XIII. Bien que Dieu n’ait pas créé de l’éternité, il n’a pas pour autant changé de puissance pour agir et de loisir pour travailler. Pour les agents qui agissent par la seule volonté diffèrent de ceux pour qui des efforts laborieux sont nécessaires en plus de la volonté. Ces derniers (dans la production de leur travail) passent de la puissance à l’action, de la volonté à l’effet. Ce n’est pas le cas des premiers qui agissent par simple volonté (comme Dieu qui, comme il a voulu l’existence du monde dans le temps, l’a voulu de l’éternité). C’est ainsi qu’un certain changement s’est opéré dans le monde qui est passé de l’inexistence à l’existence, mais pas en Dieu qui (demeurant en lui-même) a produit par sa volonté pratique une chose à partir de rien en dehors de lui-même.

XIV. De même que Dieu n’a jamais été sans sa toute-puissance, de même il n’a jamais été sans le pouvoir de créer le monde. Il ne pouvait pas de l’éternité avoir exercé l’acte de ce pouvoir, mais seulement à temps. Non par un défaut de pouvoir en lui-même, mais par l’incompatibilité de la créature avec l’éternité. Ainsi, Dieu n’a pas pu créer le monde à n’importe quel moment, mais seulement en ce temps où il aurait pu être créé et non avant.

XV. Il y a une possibilité de la part du pouvoir passif qui réside dans les choses à produire, mais une autre de la part du pouvoir actif de l’agent. Le monde était possible depuis l’éternité, non pas selon la puissance passive du sujet, mais selon la puissance active de Dieu. Car cette possibilité n’est fondée sur aucune puissance de la part de la chose à produire, mais sur celle de Dieu. Elle est fondée sur la puissance du producteur parce que Dieu aurait pu la produire à un certain moment.

XVI. Une action (selon sa totalité) étant posée, l’effet suit immédiatement. Mais la création n’a pas été postée de l’éternité selon sa totalité. Bien qu’il ait été quant à son principe, il ne l’a pas été quant à son terminus. Bien qu’il s’agisse d’un acte interne et immanent en Dieu, il ne s’agissait pas d’un acte externe passant dans la créature.

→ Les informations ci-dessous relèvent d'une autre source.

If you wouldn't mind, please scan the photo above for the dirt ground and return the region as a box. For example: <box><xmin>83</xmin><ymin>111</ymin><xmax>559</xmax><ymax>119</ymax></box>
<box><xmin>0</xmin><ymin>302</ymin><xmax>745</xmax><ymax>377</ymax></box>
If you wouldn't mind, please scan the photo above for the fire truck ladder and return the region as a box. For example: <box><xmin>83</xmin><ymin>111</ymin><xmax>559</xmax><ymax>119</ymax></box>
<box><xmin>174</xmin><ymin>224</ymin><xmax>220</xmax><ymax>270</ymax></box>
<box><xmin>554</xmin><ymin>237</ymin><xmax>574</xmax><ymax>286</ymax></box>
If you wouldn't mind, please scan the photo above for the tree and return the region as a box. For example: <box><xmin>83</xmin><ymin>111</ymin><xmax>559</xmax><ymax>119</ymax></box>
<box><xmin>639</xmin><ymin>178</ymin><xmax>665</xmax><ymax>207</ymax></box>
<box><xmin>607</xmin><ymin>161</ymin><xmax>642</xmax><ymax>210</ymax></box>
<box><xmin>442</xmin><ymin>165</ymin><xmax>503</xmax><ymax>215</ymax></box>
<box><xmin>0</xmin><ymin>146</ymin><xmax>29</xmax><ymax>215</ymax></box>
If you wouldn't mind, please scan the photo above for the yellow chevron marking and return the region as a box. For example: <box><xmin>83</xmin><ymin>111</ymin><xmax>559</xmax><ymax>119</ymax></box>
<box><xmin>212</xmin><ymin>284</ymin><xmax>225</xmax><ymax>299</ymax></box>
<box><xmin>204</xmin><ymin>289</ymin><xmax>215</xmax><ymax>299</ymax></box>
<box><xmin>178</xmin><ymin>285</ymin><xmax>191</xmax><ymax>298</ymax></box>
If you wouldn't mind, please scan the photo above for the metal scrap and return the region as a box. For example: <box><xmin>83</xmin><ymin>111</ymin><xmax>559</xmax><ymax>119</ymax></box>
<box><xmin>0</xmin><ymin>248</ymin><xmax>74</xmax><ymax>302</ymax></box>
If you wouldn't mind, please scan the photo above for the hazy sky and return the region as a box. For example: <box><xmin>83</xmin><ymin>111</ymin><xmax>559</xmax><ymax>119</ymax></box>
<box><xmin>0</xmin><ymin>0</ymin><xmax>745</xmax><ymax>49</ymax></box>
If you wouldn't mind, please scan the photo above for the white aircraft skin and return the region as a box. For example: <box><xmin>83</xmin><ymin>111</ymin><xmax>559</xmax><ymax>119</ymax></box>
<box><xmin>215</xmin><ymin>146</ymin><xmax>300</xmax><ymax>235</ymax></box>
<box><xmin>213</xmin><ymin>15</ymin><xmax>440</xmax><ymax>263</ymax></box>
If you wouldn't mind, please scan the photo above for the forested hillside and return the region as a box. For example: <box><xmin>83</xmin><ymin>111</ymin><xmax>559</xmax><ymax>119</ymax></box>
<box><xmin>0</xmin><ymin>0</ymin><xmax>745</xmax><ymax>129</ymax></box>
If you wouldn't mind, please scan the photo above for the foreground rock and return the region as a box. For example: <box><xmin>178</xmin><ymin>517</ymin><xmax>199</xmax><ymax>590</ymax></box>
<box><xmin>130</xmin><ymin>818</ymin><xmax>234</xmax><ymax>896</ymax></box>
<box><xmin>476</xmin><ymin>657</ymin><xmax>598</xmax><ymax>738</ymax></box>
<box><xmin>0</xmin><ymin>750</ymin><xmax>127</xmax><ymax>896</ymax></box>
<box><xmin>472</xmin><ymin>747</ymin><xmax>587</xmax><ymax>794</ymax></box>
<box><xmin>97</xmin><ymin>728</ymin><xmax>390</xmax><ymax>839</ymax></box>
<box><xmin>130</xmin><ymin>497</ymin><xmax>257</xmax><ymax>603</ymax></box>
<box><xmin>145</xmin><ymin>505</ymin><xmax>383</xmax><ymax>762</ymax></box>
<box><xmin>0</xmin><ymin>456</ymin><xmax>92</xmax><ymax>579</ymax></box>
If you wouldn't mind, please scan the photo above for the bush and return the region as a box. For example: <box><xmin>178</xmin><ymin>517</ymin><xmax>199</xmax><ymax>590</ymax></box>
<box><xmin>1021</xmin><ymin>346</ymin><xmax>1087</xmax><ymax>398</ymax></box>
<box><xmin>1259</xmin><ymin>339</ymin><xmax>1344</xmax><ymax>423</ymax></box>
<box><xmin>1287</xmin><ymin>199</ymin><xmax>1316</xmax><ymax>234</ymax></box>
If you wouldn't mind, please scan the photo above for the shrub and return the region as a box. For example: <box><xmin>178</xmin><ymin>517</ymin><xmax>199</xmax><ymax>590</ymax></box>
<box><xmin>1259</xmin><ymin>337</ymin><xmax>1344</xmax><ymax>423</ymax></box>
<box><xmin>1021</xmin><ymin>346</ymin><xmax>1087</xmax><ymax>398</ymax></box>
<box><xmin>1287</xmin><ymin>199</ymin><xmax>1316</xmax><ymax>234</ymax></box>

XVII. Comme il n’y avait rien d’autre que l’éternité avant le commencement des temps dans lequel le monde a été créé, on ne peut pas dire correctement que Dieu aurait pu créer le monde plus tôt qu’il ne l’a fait. Tôt ou tard, il y a des marques du temps qui n’ont pas leur place dans l’éternité. Entre-temps, si tôt ou tard on se réfère à la durée même du monde, elle aurait pu être créée tôt ou tard dans l’éternité (qui embrasse toutes les différences de temps, même possibles). Ainsi, la durée du monde pourrait avoir été beaucoup plus longue qu’elle ne l’est en réalité, de sorte que depuis le commencement du monde jusqu’à nos jours, il aurait pu s’écouler non seulement cinq ou six mille ans, mais sept ou neuf. Et pourtant, vous ne pourriez pas en déduire à juste titre que le monde a pu être créé de l’éternité parce que la conséquence ne tient pas la route d’une durée plus longue, finie et limitée (dans laquelle nous concevons Dieu comme ayant pu créer le monde) à une durée éternelle et infinie (ce qui est absurde[asystatos] à l’égard du monde).

XVIII. Ce qui n’est pas commencé n’a jamais commencé à l’être par génération, mais pourrait commencer à l’être par création. La matière est telle : non pas engendrée, mais créée.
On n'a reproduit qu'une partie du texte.